Fomos até o sofá da sala de estar e entreguei um dicionário em suas mãos.
–O que você quer aprender? – perguntei me jogando entre as almofadas.
–Não sei… o básico. O que eu mais vou usar por aqui, algo desse tipo. – ele disse folheando o dicionário Inglês/Português.
–Ok! Vamos começar por “oi”, “tudo bom”, “obrigado”, “por favor” e coisas parecidas. – eu disse em inglês e em seguida repeti em português.
Ficamos horas treinando e o Justin parecia mais um bebê falando. Eu não conseguia parar de rir por mais que tentasse segurar o riso, ele ficava bravo e jogava as almofadas na minha cara. Digamos que foi uma aula cansativa, mas também muito engraçada.

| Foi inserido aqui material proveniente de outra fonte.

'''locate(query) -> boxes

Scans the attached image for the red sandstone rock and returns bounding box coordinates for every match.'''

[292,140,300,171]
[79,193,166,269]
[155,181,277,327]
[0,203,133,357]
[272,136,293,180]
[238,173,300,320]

–Vamos parar por aqui. Tanto o português quanto o inglês estão totalmente enrolados na minha cabeça agora – eu disse rindo exausta.

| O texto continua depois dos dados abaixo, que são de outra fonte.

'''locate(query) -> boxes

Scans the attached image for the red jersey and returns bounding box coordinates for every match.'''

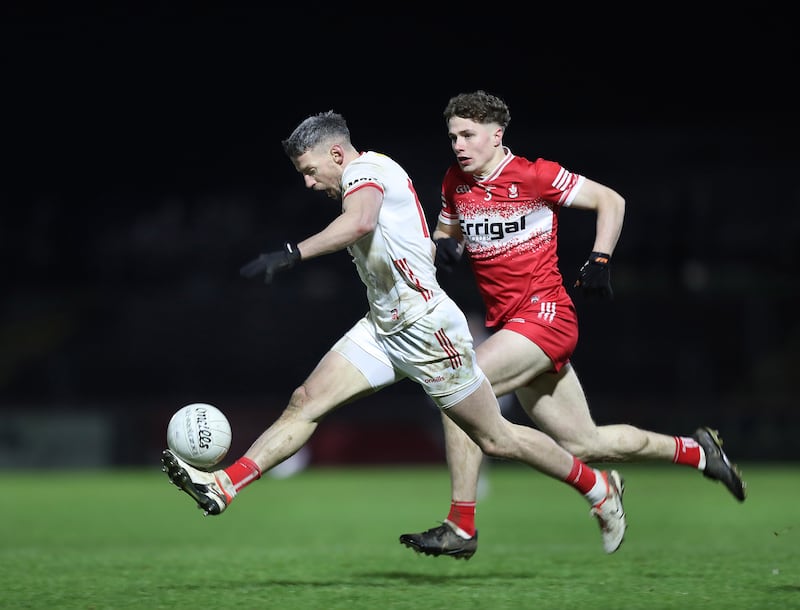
[439,148,585,327]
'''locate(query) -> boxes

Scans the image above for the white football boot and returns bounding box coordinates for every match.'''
[590,470,628,553]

–Tudo bem – ele disse rindo também – Quer que eu peça algo para comermos?
–Não! Lembra que vamos jantar com a Emily? - eu disse me afundando no sofá – Espera! Você não aprendeu a falar a coisa mais importante. – disse levantando meu tronco rapidamente.
–O que? – ele disse jogando o dicionário no chão.
–I Love you – disse me aproximando mais dele.
–E como é em português? – ele perguntou rindo fraco e me puxando para mais perto.
–Eu te amo. – disse vagarosamente.
–Eu... –ele tentou pronunciar.
– te amo – disse sorrindo.
–Eu... te... – ele respirou fundo – amo... Eu te amo! – ele disse dando um selinho em meus lábios.
Fomos interrompidos pelo celular de Justin tocando.
–Vai lá atender. – disse o empurrando para que se afastasse.
–Droga... sempre tem alguém para nos interromper. Vou lá e já volto.
Ele foi até o quarto e atendeu o telefone:
–Oie mãe!
Eu acabei rindo em saber que era a mãe dele. Ela deveria estar sentindo muita falta dele. Para deixar os dois conversarem a sós eu fui até o quarto e fiz mímica para o Justin dizendo que ia tomar um banho e depois voltava. Ele assentiu com a cabeça. Estava prestes a abrir a porta quando me lembro de um detalhe. Peguei o dicionário, deixei em cima de sua cama e através de mímica eu pedi para ele mandar um beijo para a Pattie. Ele riu e eu fui embora.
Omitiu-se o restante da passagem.